I don’t get much osmanthus – I get mainly green (probably mimosa) with a floral background. It comes on strong and for a while, it seems quite forceful and linear. With the green / somewhat floral, there’s a delicate element of aromatics in the opening... sort of a tingly touch to the citrus. I find the opening very enjoyable, and it seems more daring than it should... possibly because of the violet and champac. Anyway, it is unique and even quite intriguing. Not only do I get the osmanthus weakly, but all the other florals seem to lack individual identity: Their accomplishment is in their blending. They are blended to a very attractive floral texture. The fragrance softens too subtly after a half hour, and this is what I believe that it was meant to be – it’s a whisper with a hint of the exotic… a skin scent, beautiful and a bit inscrutable.
01st November, 2010 (last edited: 06th July, 2011)
KUAN YIN is unlike any florals I have encountered before. In the beginning it smells like a sophisticated floral incense with an austerity that recalls certain Chinese temples. But as time goes by, it grows more chypre-like. I'm impressed. Alec Lawless has created an interesting, if not arresting, interpretation of 'osmanthus'.
Beautiful floral scent...but this time I am enchanted by the magical uplifting effect it has on me...
I can detect some beautiful fresh light citrus top notes followed by what must be osmanthus; now... this woody metallic note is sheer pleasure; a bit like the first time I smelled oud notes on a Bond no 9 scent...and then said to myself, this unusual note that stands out so prominently is a bit like a treasure... it has been waiting for you to discover it all these years...and now that you have found it...stick to it and enjoy it...

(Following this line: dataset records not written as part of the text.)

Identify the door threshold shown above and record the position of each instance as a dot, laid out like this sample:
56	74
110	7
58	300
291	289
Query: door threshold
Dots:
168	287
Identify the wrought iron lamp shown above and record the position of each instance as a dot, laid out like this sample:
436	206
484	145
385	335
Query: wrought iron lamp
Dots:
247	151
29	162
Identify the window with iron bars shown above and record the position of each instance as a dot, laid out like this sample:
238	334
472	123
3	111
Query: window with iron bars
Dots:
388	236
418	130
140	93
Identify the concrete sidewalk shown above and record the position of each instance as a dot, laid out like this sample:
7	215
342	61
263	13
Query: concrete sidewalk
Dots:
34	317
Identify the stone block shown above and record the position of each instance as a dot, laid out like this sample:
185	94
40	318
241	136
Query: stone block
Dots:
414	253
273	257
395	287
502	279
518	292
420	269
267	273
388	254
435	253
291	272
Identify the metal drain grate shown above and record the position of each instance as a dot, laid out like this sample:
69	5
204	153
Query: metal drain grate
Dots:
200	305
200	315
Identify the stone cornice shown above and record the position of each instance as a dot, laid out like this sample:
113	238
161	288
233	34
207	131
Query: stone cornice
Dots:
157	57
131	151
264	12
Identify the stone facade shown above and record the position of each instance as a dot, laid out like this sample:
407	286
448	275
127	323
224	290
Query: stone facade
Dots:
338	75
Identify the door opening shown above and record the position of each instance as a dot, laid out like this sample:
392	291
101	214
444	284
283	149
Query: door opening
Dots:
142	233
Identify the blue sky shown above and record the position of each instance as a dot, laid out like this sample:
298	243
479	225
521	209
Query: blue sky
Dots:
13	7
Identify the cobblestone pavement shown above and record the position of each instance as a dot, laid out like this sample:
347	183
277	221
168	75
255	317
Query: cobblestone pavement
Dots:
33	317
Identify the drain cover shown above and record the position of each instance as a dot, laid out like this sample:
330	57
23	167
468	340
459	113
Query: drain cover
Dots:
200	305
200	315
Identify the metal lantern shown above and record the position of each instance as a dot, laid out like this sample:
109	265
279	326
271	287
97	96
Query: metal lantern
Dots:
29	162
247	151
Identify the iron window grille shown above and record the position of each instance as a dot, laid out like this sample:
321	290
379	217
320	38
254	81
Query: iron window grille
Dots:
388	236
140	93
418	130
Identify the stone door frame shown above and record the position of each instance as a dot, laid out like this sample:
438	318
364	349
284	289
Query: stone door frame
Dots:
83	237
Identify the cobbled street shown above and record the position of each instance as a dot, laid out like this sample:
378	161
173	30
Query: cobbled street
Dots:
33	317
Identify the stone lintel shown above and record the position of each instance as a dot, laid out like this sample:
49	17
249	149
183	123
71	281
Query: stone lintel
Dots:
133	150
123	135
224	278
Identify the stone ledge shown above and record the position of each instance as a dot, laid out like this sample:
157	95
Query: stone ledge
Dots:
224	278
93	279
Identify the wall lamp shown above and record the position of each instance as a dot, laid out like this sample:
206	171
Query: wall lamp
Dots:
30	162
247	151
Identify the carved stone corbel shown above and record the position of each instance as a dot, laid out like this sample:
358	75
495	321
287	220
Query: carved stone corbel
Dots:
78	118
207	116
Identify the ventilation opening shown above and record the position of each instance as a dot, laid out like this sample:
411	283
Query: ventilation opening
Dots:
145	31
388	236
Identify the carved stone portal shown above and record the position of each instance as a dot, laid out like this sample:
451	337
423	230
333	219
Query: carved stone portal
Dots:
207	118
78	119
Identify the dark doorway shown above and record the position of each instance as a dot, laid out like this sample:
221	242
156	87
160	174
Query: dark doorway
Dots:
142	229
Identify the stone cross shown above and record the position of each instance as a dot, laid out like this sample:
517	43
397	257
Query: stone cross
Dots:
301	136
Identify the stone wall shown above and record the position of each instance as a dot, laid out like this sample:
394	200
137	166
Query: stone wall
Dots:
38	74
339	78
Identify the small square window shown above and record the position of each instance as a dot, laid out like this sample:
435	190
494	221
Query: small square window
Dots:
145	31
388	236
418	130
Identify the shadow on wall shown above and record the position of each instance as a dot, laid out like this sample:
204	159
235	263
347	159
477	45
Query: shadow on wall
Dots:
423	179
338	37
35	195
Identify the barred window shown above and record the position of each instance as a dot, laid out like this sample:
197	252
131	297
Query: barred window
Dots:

In the base notes I detect some mossy/green/incense/tobacco very nicely blended
I am very glad and happy I have found you Kuan Yin; I think I shall be coming back to you for more...
Big thumbs up...!!!
Before I saw the notes online here's what I wrote: I like the way the mandarin /orange weaves it's way through this scent. It blends with the cedar and leather scents for the first 10 minutes. There are flowers in here too, yet I can't pinpoint them. It warms up to a spicy flower combo after an hour.
After I saw the notes online here's what I wrote: The orange-like scent must have been the osmanthus flower because this flower is supposed to resemble apricots from what I read about it. This is likable and wearable for me; a good "go out in public" perfume, an everyday one that I can wear all day and not get tired of it.
Alec Lawless must have been a baker in another life, and Kuan Yin proves it. Kuan Yin smells distinctly and unmistakably of a bran muffin. Not just any bran muffin, mind you, but a light, fluffy, almost heavenly bran muffin baked with dried apricots and lemon zest. The fragrance opens with bright citrus and floral sweetness, soon giving way to a thicker lemon scent (litsea?) that enhances the apricot aroma of osmanthus. Underneath the scent of lemon and apricot, various herbs, spices, and woods combine to create a high-fiber muffin in the sky, nearly fit to be one of Plato’s forms. Clearly, the question arises: do you want to smell like an ideal bran muffin? The answer: not always, perhaps—but sometimes, definitely yes.